A novel stepwise support vector machine (SVM) method based on optimal feature combination for predicting miRNA precursors
MicroRNAs (miRNAs) are a class of non-coding RNAs that are produced from miRNA precursors (premiRNAs) with stem-loop structure. At present, development of computational approach for pre-miRNA identification continues to be a challenging task, in which feature selection is greatly important. Here, we first extracted feature subsets by a hybrid algorithm of genetic algorithm (GA) and support vector machine (SVM) from 124 sequence and secondary structure features.
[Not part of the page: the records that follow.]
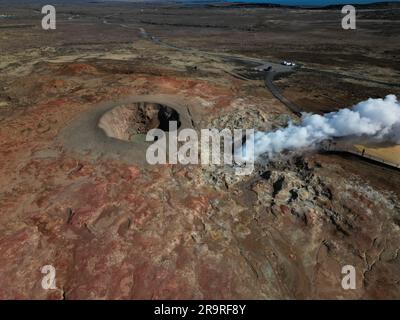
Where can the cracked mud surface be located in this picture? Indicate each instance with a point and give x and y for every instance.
(117, 228)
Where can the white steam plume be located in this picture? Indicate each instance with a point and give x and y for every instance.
(377, 119)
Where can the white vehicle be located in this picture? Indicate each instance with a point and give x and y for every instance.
(288, 63)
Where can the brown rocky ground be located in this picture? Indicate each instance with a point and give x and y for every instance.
(119, 230)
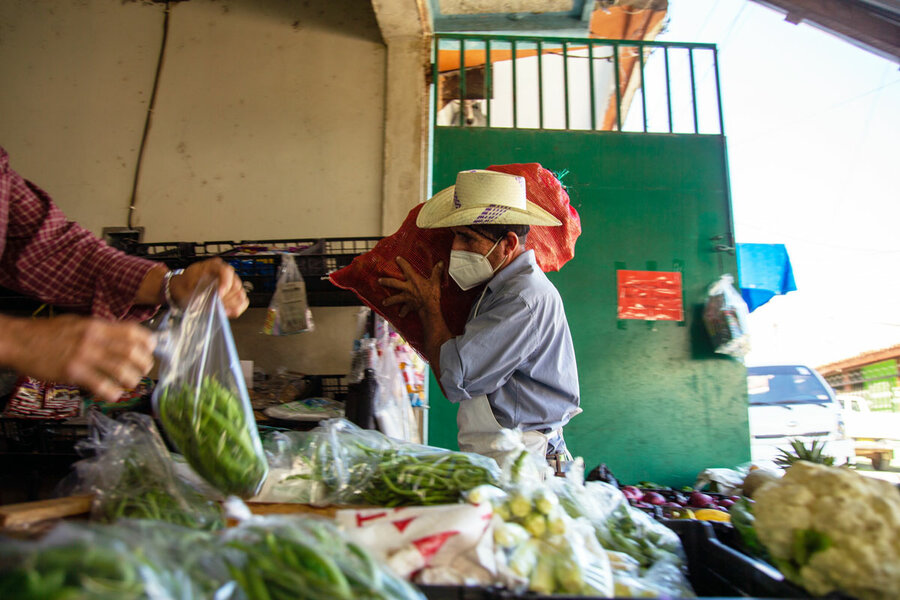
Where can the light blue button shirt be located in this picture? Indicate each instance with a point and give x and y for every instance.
(517, 350)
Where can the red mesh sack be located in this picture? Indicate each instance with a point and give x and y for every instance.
(423, 248)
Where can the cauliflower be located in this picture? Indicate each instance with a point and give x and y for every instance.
(830, 528)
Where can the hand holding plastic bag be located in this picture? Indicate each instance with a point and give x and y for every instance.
(105, 562)
(202, 401)
(289, 309)
(726, 318)
(339, 463)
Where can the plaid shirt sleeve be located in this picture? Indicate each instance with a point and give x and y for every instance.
(46, 256)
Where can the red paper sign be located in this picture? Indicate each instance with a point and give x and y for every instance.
(650, 295)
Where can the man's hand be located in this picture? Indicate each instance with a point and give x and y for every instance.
(417, 293)
(231, 289)
(423, 296)
(102, 356)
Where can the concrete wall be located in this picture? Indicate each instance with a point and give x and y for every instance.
(269, 123)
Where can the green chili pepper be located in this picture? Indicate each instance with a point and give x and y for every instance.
(209, 427)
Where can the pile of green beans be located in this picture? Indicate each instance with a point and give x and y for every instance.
(422, 479)
(151, 492)
(313, 562)
(210, 428)
(75, 570)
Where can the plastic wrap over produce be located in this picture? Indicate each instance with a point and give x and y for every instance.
(450, 544)
(726, 318)
(281, 557)
(201, 398)
(131, 474)
(131, 559)
(339, 463)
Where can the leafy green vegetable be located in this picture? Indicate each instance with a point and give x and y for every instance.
(290, 558)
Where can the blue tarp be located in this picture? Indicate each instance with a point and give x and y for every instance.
(764, 271)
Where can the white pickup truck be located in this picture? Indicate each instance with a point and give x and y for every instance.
(874, 433)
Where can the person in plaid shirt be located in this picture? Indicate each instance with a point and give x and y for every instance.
(45, 256)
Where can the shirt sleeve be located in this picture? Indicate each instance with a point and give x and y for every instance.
(59, 262)
(493, 345)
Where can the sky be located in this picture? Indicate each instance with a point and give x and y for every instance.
(812, 127)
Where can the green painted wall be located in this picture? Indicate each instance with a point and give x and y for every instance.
(658, 404)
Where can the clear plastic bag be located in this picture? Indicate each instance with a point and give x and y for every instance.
(287, 556)
(131, 475)
(322, 467)
(201, 398)
(726, 318)
(339, 463)
(289, 311)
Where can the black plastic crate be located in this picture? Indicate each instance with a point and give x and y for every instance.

Next, based on the highfrequency features taken from the feature subsets, we proposed a novel stepwise SVM method to identify the optimal feature combinations. The cooperative effect was found among different features in our study. Finally, we obtained 10 feature combinations with strong combined effect which possessed high classification performance for predicting pre-miRNAs. In external validation, all the 10 combinations could predict accurately over 13 pre-miRNAs from 16 new confirmed human pre-miRNAs in miRBase 14.0. The best one could reach 15 (93.75%), which significantly outperformed triplet-SVM (13, 81.25%) in predicting pre-miRNAs.
Key words: MicroRNA precursor, feature selection, genetic algorithm, support vector machine.